Best Method of Carrying Out the Invention

[0013] Used for producing an anode a plate having a thickness of 4.1 mm and measuring 1100 x 800 mm made of porous titanium having the void content of 25%. The plate having the aforesaid dimensions was positioned horizontally and was coated with a manganese-nitrate solution having a density of 1.65 kg/cu.m, using a brush. Next the applied layer, i.e., a manganese-nitrate coating, was heated in a furnace provided with an exhaust system, at a temperature T = 200 to 250°C. As a result of heating, manganese nitrate is decomposed into manganese dioxide and nitrogen dioxide, the latter being removed, while manganese dioxide is deposited on the porous titanium base to crystallize in the voids of the titanium plate in the initial period of time. The step of applying a manganese-dioxide layer on the plate was repeated ten times in succession, with the result that manganese dioxide crystallized over the entire surface of the porous titanium plate to form a strong bond within the whole bulk of the anode. Hence with the original weight of the titanium plate equal to 8.2 kg, a finished anode was obtained, weighing 12.3 kg and comprising a porous titanium base, i.e., the plate coated with a manganese-dioxide coating.

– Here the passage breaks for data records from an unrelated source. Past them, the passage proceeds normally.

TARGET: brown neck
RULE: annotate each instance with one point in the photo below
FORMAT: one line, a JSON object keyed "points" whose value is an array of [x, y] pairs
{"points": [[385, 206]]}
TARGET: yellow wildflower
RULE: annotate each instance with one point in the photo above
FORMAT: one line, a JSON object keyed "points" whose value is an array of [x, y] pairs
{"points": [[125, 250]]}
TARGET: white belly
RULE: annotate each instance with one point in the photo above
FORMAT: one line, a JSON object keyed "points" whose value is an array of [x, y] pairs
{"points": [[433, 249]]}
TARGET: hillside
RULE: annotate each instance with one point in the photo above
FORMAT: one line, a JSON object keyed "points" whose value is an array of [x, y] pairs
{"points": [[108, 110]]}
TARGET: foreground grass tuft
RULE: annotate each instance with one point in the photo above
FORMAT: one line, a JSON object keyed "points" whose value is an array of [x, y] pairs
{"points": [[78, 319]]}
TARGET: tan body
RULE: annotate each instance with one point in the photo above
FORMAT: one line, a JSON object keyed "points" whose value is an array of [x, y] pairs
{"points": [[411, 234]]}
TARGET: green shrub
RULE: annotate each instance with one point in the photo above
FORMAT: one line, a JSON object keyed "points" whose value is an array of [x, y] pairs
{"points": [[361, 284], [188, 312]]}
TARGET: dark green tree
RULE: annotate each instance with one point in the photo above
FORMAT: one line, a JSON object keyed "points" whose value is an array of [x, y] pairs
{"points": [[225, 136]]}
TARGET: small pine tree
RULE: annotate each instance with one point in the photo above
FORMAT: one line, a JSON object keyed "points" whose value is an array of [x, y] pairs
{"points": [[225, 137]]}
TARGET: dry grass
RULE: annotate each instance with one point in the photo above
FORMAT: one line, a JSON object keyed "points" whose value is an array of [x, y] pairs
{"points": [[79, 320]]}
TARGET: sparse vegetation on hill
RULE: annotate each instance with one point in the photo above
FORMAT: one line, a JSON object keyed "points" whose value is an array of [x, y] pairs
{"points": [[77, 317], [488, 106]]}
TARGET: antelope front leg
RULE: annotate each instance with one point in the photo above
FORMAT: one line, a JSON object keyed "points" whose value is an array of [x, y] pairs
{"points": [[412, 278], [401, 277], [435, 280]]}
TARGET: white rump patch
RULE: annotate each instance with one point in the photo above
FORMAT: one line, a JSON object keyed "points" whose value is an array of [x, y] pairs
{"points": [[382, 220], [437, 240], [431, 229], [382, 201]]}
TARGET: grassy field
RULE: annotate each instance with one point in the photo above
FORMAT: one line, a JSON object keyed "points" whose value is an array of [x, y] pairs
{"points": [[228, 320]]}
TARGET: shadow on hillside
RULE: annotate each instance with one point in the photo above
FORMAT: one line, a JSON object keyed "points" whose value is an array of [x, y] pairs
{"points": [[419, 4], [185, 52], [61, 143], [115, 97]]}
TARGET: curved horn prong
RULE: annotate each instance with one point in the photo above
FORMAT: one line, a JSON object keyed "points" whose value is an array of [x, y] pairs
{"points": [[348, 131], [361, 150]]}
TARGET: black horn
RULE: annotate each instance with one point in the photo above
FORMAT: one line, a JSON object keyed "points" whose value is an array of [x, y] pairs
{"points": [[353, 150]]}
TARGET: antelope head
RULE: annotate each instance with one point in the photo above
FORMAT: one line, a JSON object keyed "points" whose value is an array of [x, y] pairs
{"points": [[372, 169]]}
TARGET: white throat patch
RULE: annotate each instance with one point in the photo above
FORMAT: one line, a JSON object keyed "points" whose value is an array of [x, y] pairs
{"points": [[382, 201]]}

[0014] Given below is a table representing the main anode characteristics, that is, duration of continuous operation and spalling area vs the void content of the titanium plate, the initial two lines presenting the characteristics of the heretofore-known anodes, i.e., those having a titanium base.

Table

Material of anode base	Void content, %	Continuous operation time, h	Bath voltage, V	Spalling area, %
1	2	3	4	5
1.Titanium sheets,	0	14	5,7	20,2
perforation-free	0	25	7,8	73,0
2.Titanium sheets,	0	216	5,8	15,5
perforated	0	350	6,7	24,5
3. Porous plate	5	200	5,1	8,9
4. Porous plate	15	250	4,9	4,5
5. Porous plate	20	350	4,7	3,1
6. Porous plate	25	350	3,4	0
7. Porous plate	25	700	3,4	0
8. Porous plate	30	1000	3,4	0
9. Porous plate	40	1000	3,4	0
10. Porous plate	45	970	3,6	1,6

Industrial Applicability

[0015] The present invention can find application for electrolysis of zinc- and other solutions or in producing electrolytic zinc.

Claims

1. An anode for electrolysis of zinc and other solutions, comprising a titanium base in the form of a plate made from porous titanium and having a thickness of at least 3mm, coated with a manganese-dioxide coating,
CHARACTERISED in that said plate has the same void content uniform throughout the bulk of the anode, strong bonds being established between manganese dioxide and the titanium base, said bonds preventing the exterior layer from spalling and the anode from passivating, the void content being from 5 to 29%.

2. An anode, comprising a titanium base, coated with a manganese-dioxide coating, CHARACTERISED in that said base in the form of a plate of porous titanium with a thickness of at least 3 mm and a porosity of from 5 to 45%.